Secondly, there’s no quick check for ensuring that your fix actually works; you have to make your best attempt to patch the code based on your understanding of the error and start the process over again. If you analyzed the problem correctly, your chance of getting it right is very, very high, but you still may have made a fairly bad mistake if you even slightly misunderstood the error domain. (Tyler and I, for example, had an incredibly taxing couple of hours yesterday simply trying to figure out which program was causing one of our bugs, and we misdiagnosed the issue several times in the process.)
Thirdly, you can’t easily write and test just a small amount of code. In most languages, your only option if you want to do this is to write a test suite for your class protocol, which takes a lot of time during development and probably isn’t necessary for a lot of smaller stuff.
Developing with a language centered on a REPL is a totally different experience.

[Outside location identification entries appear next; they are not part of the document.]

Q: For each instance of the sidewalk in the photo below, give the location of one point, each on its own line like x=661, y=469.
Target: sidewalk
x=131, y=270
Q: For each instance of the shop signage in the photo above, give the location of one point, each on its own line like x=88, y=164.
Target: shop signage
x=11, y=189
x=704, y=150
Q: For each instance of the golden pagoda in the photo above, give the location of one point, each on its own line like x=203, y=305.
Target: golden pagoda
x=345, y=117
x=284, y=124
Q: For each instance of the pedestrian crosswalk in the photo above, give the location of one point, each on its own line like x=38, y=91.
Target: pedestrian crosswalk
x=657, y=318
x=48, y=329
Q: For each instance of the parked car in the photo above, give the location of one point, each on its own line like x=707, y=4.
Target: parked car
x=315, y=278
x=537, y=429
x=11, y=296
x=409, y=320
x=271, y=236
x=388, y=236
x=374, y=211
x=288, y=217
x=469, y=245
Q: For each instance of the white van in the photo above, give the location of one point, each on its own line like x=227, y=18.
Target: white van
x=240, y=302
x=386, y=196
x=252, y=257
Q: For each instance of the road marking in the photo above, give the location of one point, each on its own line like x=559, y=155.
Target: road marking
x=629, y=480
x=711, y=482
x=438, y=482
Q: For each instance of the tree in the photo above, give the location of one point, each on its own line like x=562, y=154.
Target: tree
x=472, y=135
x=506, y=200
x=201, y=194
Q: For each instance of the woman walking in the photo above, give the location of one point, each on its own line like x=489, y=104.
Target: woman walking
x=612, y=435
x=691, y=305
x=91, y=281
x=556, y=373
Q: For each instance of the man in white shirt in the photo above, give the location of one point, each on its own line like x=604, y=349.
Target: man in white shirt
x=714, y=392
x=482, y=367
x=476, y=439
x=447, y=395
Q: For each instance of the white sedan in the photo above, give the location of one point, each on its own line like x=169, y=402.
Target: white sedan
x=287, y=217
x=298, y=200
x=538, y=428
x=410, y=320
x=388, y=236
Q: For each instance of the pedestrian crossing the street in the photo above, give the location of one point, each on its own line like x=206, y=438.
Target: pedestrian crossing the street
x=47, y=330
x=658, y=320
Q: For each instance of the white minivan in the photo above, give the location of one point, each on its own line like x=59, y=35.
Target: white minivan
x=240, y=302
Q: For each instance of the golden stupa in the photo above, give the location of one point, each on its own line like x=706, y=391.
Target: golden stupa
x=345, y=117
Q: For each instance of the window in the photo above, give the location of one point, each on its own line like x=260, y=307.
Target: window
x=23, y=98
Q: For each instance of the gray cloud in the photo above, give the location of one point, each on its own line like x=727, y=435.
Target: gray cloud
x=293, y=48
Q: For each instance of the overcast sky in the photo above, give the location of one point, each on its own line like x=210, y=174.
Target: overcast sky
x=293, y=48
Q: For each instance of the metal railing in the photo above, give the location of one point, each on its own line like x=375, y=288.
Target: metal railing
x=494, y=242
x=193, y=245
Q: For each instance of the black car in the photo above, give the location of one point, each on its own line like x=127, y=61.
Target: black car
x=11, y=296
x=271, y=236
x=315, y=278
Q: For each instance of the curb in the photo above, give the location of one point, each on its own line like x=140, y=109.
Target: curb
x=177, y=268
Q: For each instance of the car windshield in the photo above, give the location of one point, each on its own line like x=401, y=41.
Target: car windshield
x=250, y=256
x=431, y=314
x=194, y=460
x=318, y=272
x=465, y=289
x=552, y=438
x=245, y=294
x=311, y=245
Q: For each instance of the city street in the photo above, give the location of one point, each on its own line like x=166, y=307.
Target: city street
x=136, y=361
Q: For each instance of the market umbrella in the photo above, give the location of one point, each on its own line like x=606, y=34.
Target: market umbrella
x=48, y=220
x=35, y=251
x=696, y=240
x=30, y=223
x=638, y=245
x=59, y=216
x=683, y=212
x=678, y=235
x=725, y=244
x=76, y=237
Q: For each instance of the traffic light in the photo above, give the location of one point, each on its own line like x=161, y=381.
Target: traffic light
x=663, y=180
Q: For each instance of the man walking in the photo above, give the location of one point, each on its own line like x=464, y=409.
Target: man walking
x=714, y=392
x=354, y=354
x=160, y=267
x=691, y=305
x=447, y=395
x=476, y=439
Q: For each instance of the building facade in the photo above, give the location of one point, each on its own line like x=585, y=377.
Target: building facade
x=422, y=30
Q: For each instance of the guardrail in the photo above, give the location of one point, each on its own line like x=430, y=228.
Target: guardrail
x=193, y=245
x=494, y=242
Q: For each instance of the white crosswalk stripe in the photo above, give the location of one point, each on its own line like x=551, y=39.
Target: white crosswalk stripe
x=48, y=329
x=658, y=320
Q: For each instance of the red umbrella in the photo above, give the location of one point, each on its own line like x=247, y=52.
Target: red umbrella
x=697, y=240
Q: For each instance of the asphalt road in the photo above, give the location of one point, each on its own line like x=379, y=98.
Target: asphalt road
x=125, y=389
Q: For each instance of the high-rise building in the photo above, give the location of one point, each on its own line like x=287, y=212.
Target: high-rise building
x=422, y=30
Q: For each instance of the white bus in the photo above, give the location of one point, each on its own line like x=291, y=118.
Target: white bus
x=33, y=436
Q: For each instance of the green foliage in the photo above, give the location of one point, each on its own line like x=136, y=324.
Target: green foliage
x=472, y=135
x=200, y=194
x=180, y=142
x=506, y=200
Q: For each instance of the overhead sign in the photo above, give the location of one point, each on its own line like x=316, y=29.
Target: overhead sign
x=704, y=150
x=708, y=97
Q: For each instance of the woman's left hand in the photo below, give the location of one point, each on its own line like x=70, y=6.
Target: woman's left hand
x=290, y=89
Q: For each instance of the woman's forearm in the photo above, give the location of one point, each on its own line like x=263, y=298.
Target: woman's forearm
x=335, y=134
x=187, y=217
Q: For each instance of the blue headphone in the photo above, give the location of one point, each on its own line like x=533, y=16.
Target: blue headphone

Here’s basically what developing in Smalltalk looks like, for example (though Common Lisp and Scheme work basically the same way):
- Add or modify a few methods in a couple of classes
- Open up a Workspace (Smalltalk’s REPL) and print out the results of some arbitrary code that tests what you just wrote
- If you hit a bug, you can easily inspect any value in the entire system to find the error
- Once you find it, make the change, massage any “damaged” data back to pristine state by hand using the Workspace, and then resume execution where the breakpoint happened to see whether your fix worked
- Repeat
Notice: there’s no compile phase, it’s trivial to work on small pieces of code, and hitting a bug does not mean rapidly switching gears, but instead means you to try your fix in the running code right at this very second, and you get immediate feedback on whether your fix was correct. Step 4 has been rechristened fix-and-continue and has appeared in a more limited way in some more traditional languages, such as Java 1.4, C# in .NET 2.0, and C and C++ in Apple’s versions of GCC, but the other parts of the process simply don’t really exist.
The good news is that you can approach a REPL style of development in .NET by using an interpreter. Although I don’t quite buy that .NET is language-neutral (write in any language, as long as it’s object-oriented and has no more or fewer features than C#!), that mantra has brought forth tools like IronPython, a Python implementation that runs on .NET and takes full advantage of .NET’s toolchain. When I was working on the Reflector, the fast compile speed of C#, combined with IronPython’s ability to load assemblies on-the-fly, meant I got very, very close to REPL-style development using traditional tools. I would write some code in C#, hit compile, jump to IronPython, reload the assembly, and check out the code I’d just written. When I found bugs, I’d run some code against the problem classes, try out a fix or two in Python, then move that fix to C# when I was convinced I had properly diagnosed the problem. The constant shift between Python and C# was a little bizarre, but eventually my brain just got used to the concept that debugging was in Python and new code was in C#. The ability to so rapidly test and diagnose errors played a big part in letting me get the Reflector done as quickly as I did and actually having the result work.
If you’ve not tried REPL-style development before, but are afraid of or don’t have time for languages like Smalltalk and Common Lisp that are built around them, I’d still strongly encourage you to give a tool like IronPython a try. IronPython 0.7.5 runs on .NET 2.0 beta and is available from Microsoft. IronPython 0.6 runs on .NET 1.1 and is what I’m using here. And, if you like it, consider trying out one of the REPL-based languages. I have a hunch you’ll find it highly addicting.